I had a frustrating morning with one of my bosses today. It was the kind of encounter where you have to get up and walk away for a few minutes to refocus. I stool in an empty conference room for some time, talking myself down from my crazy thoughts such as quitting before I had a solid offer somewhere else.
I came back to my desk after cooling down and was blessed with two things.
First was an email from the company’s automated job board with a new posting for a position I might like. I quickly fired off my resume. (There are many problems with the automated system; for instance, the listed contact person does not exist and I’ll have to find an alternative recipient for my resume. That’s just a minor snag.)
The second thing I came across was an article on Yahoo Finance called Is Your Boss Killing You? (Fast Company provided the story to Yahoo.) It’s about health, not about Executives With Knives. I can identify with some items from the article:
A study of 6,000 British male office workers over a four-year period, published recently in the Archives of Internal Medicine, found that employees who felt their supervisors treated them fairly had a 30 percent lower risk of heart disease, which is the leading cause of death in the industrialized world. Put another way, caustic, abrasive, and overbearing bosses just might be taking years off their employees’ lives.

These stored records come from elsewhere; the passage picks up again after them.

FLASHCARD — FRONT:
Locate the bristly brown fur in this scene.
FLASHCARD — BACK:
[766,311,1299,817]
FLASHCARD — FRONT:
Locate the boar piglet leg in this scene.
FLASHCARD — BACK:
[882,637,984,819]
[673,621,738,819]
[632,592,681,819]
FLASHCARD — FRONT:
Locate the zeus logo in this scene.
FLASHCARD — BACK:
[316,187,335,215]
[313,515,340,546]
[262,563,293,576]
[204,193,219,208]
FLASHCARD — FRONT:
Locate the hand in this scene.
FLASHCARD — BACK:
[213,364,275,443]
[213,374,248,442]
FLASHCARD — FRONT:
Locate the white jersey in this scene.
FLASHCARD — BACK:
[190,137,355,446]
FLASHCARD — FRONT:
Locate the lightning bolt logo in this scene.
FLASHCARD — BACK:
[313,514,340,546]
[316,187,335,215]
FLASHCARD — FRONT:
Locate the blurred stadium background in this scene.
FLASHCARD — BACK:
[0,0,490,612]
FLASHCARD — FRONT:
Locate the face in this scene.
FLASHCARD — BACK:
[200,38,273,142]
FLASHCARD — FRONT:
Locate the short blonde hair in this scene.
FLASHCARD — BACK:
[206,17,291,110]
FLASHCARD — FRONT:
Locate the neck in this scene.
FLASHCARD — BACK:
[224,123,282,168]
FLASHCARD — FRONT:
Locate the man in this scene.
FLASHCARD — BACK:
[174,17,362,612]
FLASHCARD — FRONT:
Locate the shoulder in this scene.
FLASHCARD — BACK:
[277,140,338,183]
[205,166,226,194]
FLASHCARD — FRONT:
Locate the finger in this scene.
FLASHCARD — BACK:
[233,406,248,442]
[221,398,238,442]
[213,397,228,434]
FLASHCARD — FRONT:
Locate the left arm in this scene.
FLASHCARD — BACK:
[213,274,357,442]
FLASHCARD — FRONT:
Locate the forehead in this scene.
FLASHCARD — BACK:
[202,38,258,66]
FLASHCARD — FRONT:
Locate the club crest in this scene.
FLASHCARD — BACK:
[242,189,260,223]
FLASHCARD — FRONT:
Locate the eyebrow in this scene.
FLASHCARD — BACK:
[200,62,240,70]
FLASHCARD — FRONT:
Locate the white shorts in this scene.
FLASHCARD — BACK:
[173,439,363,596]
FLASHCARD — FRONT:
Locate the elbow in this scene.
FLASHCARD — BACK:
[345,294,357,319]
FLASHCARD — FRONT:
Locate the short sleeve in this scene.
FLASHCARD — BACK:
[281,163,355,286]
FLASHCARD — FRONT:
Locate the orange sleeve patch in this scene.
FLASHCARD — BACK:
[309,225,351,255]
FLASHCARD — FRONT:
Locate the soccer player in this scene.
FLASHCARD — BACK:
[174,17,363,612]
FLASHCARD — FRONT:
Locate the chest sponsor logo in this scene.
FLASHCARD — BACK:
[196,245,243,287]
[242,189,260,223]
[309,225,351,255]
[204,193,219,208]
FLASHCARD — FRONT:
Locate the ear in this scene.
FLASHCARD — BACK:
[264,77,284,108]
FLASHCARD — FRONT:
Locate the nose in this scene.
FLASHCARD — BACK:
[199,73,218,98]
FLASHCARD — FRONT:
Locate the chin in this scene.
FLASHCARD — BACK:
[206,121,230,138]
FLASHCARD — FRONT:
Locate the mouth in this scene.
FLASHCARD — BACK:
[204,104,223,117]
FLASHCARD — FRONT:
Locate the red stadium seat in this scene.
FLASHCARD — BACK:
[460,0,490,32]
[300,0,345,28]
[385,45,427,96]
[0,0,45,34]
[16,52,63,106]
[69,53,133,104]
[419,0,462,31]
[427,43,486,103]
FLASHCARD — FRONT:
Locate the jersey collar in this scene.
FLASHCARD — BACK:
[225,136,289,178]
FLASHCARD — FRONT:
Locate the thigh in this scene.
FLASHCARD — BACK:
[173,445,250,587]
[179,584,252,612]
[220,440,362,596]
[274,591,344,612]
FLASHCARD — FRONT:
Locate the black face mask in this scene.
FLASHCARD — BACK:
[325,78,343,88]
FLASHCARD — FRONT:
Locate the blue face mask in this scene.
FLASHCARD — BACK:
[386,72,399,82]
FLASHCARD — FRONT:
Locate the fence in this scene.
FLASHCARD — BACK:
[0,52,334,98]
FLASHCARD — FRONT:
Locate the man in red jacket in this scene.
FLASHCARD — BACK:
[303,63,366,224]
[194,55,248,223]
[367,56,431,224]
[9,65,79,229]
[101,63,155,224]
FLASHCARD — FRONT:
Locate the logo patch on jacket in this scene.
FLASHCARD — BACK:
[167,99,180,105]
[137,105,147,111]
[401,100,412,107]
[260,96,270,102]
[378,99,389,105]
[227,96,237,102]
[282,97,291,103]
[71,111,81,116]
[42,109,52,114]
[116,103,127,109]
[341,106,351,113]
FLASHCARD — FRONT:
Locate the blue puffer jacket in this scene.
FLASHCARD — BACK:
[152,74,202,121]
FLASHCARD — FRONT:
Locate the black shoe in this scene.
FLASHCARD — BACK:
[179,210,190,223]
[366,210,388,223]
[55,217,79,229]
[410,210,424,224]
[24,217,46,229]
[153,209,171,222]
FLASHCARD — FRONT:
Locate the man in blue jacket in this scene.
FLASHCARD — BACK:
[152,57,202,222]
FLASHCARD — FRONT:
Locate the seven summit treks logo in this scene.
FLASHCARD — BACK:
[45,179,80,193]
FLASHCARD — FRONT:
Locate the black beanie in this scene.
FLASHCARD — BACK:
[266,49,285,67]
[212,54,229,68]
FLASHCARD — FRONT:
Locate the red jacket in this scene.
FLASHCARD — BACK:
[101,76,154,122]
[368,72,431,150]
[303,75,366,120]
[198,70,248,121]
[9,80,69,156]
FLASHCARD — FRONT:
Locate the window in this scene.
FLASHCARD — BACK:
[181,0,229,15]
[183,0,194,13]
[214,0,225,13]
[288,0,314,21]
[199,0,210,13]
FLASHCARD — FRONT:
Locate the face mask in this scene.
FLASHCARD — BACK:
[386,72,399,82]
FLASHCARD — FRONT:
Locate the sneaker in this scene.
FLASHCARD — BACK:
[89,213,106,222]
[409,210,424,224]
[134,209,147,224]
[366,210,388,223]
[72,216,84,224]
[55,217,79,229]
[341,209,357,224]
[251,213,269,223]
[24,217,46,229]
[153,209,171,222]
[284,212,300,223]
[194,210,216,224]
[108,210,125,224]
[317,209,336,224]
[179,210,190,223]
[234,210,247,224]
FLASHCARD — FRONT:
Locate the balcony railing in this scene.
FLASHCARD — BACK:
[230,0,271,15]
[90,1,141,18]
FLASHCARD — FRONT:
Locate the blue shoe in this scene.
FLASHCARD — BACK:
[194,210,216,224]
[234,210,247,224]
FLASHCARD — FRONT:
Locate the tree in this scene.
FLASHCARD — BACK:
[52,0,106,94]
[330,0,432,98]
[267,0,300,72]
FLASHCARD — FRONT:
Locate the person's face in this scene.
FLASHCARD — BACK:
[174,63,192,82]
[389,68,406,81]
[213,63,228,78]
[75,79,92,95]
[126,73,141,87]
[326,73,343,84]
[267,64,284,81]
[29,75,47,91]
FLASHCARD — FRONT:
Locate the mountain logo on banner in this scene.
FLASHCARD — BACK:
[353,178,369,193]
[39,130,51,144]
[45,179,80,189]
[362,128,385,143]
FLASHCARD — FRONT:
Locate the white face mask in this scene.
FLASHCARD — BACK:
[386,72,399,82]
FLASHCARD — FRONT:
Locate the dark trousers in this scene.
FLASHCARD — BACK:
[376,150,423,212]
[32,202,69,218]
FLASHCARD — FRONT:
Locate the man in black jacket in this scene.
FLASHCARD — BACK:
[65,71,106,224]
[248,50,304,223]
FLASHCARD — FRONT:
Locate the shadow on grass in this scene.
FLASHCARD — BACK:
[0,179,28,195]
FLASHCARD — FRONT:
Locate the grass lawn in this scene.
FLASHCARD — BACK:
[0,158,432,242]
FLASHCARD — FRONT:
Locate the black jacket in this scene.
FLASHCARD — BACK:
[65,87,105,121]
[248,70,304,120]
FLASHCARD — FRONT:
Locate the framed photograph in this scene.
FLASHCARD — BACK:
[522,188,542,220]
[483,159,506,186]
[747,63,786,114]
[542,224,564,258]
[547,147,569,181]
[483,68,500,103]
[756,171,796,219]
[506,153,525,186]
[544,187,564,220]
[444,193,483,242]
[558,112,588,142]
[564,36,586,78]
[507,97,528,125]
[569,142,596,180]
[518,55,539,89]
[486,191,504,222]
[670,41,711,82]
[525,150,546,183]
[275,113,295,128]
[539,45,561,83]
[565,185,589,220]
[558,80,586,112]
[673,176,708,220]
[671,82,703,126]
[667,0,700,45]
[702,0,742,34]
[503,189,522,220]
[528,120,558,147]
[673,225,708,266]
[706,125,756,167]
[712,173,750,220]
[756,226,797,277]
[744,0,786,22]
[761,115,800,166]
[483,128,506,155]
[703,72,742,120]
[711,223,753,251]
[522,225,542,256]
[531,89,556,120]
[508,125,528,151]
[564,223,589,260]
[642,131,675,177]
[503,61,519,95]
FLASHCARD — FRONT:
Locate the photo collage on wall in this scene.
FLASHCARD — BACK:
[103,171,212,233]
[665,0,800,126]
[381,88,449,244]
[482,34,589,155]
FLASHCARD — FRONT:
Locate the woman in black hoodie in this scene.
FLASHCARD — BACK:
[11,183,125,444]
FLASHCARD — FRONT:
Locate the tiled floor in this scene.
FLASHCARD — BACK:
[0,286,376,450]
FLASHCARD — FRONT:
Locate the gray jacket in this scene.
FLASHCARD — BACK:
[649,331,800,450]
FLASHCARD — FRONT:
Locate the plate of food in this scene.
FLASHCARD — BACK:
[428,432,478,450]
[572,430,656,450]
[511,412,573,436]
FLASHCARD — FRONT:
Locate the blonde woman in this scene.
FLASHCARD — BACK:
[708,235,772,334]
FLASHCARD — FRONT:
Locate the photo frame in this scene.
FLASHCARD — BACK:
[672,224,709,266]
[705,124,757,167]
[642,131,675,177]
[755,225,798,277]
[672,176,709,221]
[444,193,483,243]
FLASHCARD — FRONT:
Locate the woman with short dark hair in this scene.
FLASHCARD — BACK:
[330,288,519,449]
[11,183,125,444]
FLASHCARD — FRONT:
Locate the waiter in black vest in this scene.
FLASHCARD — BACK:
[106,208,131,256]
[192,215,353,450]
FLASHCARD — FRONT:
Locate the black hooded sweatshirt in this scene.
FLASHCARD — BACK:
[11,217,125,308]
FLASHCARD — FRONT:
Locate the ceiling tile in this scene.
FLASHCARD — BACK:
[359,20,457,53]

The article suggests taking periodic short breaks to refocus, just like I had to do a little bit earlier. Generally I’m known around the office for my laid-back attitude. Stress rolls off of my like water off a duck, but only to a point. There are some things — certain attitudes towards me — that I will not tolerate. That is what made me walk it off earlier today.
Note: I don’t normally talk much about my work life. No one in my office can access this website without a browser cookie enabled, but they wouldn’t be able to find Consumerism Commentary armed with only by real name. If that were not the case, I wouldn’t be writing so frankly about the issue.
Published or updated December 14, 2005.